Moonbows over Leaside?

This a photo of a meteorite and a Moonbow around a Hunter's Moon. A moonbow is technically known as a 22? moon halo. The 22? Moon Halo is formed when moonlight passes through ice crystals in the atmosphere and are refracted approximately 22?.One of the difficulties of being a small town in the middle of a great metropolis is that Toronto keeps intruding on our airspace.

I don’t mean planes on flight paths to Pearson, but rather the lights from the city that spoil star-gazing for Leasiders. It really isn’t very good for us, even on the darkest nights, because Toronto has a way of polluting our darkness.

I don’t ask for much here – I’m not an astronomy buff looking for the moons of Jupiter – but it would be nice to see the Milky Way now and then from, say, second base in Talbot Park.

There was a time almost 20 years ago when comet Hale-Bopp captured everyone’s attention and I determined that I would see it without having to drive into the countryside. So I wound up late at night comet-gazing in Sunnybrook Park in a very snowy, icy winter season. For some reason (getting a closer view?) it seemed a good idea to climb up a big pile of snow. I promptly fell down, and finished the evening in the ER at Sunnybrook Hospital, explaining to amused staff how comet-watching could lead to cracked ribs.

Our little granddaughter had better luck very early one morning in the second year of her life when she was being carried to the car to leave for the airport. She looked up, pointed, and said, clearly, “tar,” one of her first words.

I now have a new sort of sky-watching mission. In a book about life on the Orkney Islands I recently came across a reference to the appearance of moonbows. Yes, moonbows! I’m not making this up: the light of the moon reflecting off raindrops can create the nocturnal equivalent of a rainbow.

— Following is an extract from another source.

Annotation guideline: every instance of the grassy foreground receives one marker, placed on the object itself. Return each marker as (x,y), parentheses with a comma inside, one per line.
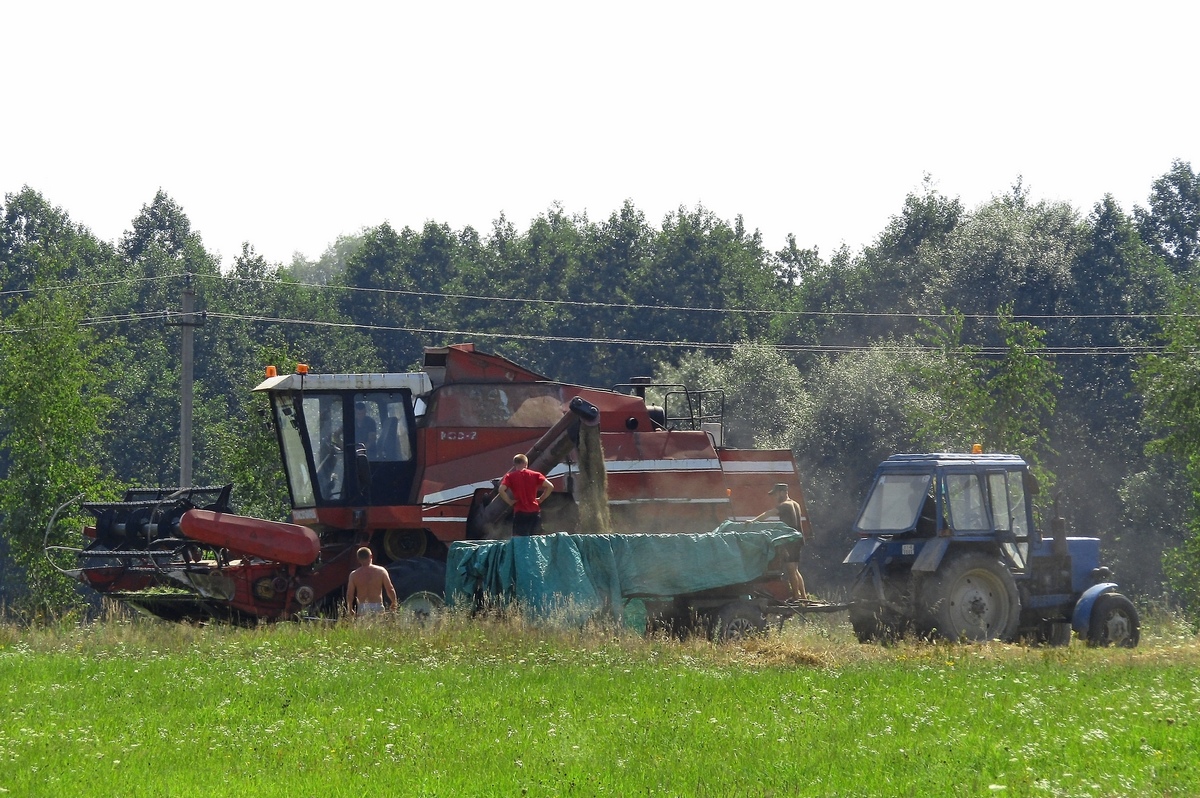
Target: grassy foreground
(498,708)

Most moonbows tend to be pale white, but they can also come in all the colours of rainbows.

I had never heard of this phenomenon, nor has anyone to whom I’ve mentioned it. But it does exist. If you doubt me, Google “moonbows”.

Do we get moonbows over Leaside? I don’t know. Has any reader of Leaside Life seen one? They would occur after or during showers on nights when the moon is full and bright (and it’s true they’re more easily observed near great waterfalls).

I’d like to see a moonbow before I die. Call it lunacy if you like. But when the conditions are right this winter you may find me out moonbow-watching in Talbot or Sunnybrook Park, cursing the lights of Toronto, and trying not to fall down while looking up.

When I see this wonder, I will point to it with all the delight of a two-year old, and say very clearly: “moon-bow”.